NVIDIA and Google Cloud have announced a strategic partnership aimed at bringing Google’s Gemini AI models—and in particular, agentic AI capabilities—directly to customers through local deployments. Rather than operating solely in the cloud, these solutions will run on-premises, offering organizations greater control over their data and infrastructure.

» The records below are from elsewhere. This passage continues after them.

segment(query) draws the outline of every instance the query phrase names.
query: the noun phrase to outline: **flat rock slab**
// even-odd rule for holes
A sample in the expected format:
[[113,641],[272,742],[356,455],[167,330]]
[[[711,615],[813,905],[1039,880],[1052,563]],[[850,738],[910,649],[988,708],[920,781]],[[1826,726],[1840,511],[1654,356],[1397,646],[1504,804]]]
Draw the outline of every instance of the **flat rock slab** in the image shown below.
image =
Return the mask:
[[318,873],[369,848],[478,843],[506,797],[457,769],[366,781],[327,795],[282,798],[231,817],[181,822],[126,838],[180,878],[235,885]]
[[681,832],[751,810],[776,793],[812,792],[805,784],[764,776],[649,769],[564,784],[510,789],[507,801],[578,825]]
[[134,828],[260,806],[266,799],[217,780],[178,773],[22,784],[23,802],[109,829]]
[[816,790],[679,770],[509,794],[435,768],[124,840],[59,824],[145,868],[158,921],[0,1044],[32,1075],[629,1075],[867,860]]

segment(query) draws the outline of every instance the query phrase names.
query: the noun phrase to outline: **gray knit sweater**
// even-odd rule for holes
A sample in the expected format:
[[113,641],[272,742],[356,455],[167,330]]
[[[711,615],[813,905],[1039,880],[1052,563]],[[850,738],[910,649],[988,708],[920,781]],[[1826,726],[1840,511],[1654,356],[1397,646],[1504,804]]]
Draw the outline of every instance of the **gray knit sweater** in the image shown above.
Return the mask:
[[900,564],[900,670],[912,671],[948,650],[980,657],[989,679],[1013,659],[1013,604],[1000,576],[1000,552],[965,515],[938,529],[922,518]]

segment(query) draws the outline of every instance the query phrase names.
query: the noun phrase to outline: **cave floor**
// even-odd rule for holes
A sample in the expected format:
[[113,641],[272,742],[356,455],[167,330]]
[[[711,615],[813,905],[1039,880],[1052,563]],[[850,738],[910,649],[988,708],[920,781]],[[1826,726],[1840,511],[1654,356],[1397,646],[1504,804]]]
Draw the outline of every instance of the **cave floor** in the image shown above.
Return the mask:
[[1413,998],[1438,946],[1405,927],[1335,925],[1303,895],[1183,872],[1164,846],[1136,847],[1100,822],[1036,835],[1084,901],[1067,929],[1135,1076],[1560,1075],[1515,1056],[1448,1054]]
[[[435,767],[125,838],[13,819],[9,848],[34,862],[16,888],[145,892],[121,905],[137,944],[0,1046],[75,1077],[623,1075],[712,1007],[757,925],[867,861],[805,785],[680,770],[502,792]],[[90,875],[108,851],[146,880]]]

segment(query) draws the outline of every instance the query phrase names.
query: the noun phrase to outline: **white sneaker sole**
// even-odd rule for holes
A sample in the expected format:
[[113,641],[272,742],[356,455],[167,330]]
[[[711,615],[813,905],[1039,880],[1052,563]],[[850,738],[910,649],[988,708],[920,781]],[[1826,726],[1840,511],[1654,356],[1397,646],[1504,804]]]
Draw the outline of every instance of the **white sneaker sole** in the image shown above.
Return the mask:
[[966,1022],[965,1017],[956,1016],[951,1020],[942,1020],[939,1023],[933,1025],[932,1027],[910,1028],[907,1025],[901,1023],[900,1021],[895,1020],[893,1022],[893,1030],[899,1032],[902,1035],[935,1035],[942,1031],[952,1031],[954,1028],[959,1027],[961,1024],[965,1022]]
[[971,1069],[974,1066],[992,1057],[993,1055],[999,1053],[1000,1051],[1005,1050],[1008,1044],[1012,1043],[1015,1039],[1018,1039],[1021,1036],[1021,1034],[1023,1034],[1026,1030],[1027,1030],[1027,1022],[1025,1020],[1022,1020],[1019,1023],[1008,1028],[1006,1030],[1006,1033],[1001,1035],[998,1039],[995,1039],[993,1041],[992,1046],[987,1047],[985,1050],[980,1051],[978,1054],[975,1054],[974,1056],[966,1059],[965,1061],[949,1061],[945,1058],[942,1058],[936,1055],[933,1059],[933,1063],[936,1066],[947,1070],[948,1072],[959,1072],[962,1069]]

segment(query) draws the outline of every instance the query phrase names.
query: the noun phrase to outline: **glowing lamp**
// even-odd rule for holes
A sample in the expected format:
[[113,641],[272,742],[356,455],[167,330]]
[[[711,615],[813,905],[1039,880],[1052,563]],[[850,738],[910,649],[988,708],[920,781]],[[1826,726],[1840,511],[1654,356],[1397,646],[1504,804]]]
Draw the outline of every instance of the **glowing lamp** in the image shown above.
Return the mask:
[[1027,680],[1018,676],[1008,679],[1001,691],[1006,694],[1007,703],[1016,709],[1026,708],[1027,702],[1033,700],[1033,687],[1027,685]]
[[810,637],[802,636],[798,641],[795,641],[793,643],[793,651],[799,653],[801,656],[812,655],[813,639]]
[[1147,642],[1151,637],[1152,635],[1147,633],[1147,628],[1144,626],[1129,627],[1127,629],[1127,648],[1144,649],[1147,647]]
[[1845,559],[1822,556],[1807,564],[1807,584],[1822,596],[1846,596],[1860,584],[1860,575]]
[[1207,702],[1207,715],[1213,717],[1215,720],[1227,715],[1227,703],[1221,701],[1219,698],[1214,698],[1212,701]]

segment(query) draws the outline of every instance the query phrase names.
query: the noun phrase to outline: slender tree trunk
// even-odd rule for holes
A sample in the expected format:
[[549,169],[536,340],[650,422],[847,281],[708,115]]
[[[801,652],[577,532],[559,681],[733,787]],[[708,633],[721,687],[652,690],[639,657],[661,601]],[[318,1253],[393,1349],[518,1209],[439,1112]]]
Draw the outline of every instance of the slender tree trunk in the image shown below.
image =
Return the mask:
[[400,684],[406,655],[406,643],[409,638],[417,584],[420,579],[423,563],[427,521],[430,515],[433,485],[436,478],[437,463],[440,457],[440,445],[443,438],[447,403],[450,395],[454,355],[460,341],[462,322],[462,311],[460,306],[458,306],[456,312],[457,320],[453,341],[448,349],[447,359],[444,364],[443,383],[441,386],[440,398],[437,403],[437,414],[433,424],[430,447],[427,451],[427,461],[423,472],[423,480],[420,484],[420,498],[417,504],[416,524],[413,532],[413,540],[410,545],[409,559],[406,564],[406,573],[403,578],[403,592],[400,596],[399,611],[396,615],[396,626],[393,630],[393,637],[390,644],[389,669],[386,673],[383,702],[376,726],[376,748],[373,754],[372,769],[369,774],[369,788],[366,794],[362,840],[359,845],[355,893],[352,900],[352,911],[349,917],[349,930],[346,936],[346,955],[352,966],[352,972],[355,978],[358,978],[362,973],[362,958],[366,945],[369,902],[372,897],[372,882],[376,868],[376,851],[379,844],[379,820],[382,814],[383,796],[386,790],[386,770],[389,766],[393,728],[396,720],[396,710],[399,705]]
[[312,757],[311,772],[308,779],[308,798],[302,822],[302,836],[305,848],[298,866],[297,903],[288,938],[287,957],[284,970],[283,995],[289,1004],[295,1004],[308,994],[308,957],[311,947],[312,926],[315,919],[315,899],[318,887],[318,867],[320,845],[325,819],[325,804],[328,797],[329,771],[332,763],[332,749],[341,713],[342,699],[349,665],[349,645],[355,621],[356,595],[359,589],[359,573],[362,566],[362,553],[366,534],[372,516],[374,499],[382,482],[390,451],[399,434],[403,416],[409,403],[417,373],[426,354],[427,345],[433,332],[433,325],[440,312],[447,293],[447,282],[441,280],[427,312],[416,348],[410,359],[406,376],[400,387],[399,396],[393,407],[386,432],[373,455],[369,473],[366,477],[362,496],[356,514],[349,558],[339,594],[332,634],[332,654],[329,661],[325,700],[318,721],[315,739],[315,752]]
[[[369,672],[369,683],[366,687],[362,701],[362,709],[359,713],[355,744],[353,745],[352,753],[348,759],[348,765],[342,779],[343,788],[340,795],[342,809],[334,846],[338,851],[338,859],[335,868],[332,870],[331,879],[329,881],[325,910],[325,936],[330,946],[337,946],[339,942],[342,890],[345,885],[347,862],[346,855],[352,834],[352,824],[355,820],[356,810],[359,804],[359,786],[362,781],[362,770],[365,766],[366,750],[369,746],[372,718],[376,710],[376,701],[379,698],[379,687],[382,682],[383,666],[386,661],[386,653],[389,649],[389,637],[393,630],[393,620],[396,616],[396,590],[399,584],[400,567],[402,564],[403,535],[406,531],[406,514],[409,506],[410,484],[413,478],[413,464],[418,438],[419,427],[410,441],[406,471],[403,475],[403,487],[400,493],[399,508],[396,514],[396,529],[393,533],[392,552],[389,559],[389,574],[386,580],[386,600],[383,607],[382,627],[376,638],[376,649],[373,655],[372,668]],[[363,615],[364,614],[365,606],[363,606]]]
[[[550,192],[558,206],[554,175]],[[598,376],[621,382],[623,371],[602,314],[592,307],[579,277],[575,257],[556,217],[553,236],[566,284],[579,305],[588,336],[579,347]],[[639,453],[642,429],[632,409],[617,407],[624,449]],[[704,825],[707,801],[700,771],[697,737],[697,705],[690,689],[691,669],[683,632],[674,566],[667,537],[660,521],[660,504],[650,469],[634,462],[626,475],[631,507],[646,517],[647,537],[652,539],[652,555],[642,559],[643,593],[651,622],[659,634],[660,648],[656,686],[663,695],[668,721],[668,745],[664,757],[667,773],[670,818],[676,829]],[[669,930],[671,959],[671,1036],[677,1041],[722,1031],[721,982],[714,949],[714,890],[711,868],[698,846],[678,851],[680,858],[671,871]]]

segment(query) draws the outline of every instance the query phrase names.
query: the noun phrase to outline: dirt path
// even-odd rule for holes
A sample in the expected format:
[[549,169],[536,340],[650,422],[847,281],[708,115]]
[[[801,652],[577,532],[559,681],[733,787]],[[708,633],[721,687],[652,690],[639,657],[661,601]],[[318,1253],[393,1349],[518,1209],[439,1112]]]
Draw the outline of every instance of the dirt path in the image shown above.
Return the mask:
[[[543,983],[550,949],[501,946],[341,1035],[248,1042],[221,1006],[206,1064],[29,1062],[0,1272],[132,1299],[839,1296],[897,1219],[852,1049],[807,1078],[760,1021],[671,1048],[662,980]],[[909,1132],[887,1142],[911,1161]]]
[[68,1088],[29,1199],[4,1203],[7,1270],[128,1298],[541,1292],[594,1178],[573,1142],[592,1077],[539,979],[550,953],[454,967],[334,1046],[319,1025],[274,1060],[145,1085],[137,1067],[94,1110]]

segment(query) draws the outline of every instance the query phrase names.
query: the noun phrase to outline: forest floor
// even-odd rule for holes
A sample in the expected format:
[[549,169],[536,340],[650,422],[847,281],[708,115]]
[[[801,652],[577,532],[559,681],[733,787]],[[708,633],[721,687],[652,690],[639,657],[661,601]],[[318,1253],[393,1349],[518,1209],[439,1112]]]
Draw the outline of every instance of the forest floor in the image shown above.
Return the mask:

This development is particularly significant for sectors that handle sensitive information, such as healthcare, finance, and government. Leveraging NVIDIA Blackwell platform, including HGX and DGX systems and NVIDIA Confidential Computing, the collaboration ensures enhanced security for enterprise workloads.
The solution will operate on Google Distributed Cloud, allowing businesses to meet stringent data residency and compliance requirements while maintaining high performance. At the same time, the hybrid approach encourages enterprises to leverage both local and cloud infrastructure for greater flexibility and efficiency.
To support scalable deployment, Google Cloud has introduced new tools for managing AI in production environments. The GKE Inference Gateway simplifies and reduces the cost of deploying and scaling AI models, with integrated support for NVIDIA Triton Inference Server and NeMo Guardrails to improve load balancing and governance.
Looking ahead, the two companies are also working on advanced observability features with NVIDIA Dynamo. This initiative aims to streamline the scaling of reasoning-centric AI models across multiple infrastructures, laying the groundwork for broader adoption of agentic AI technologies.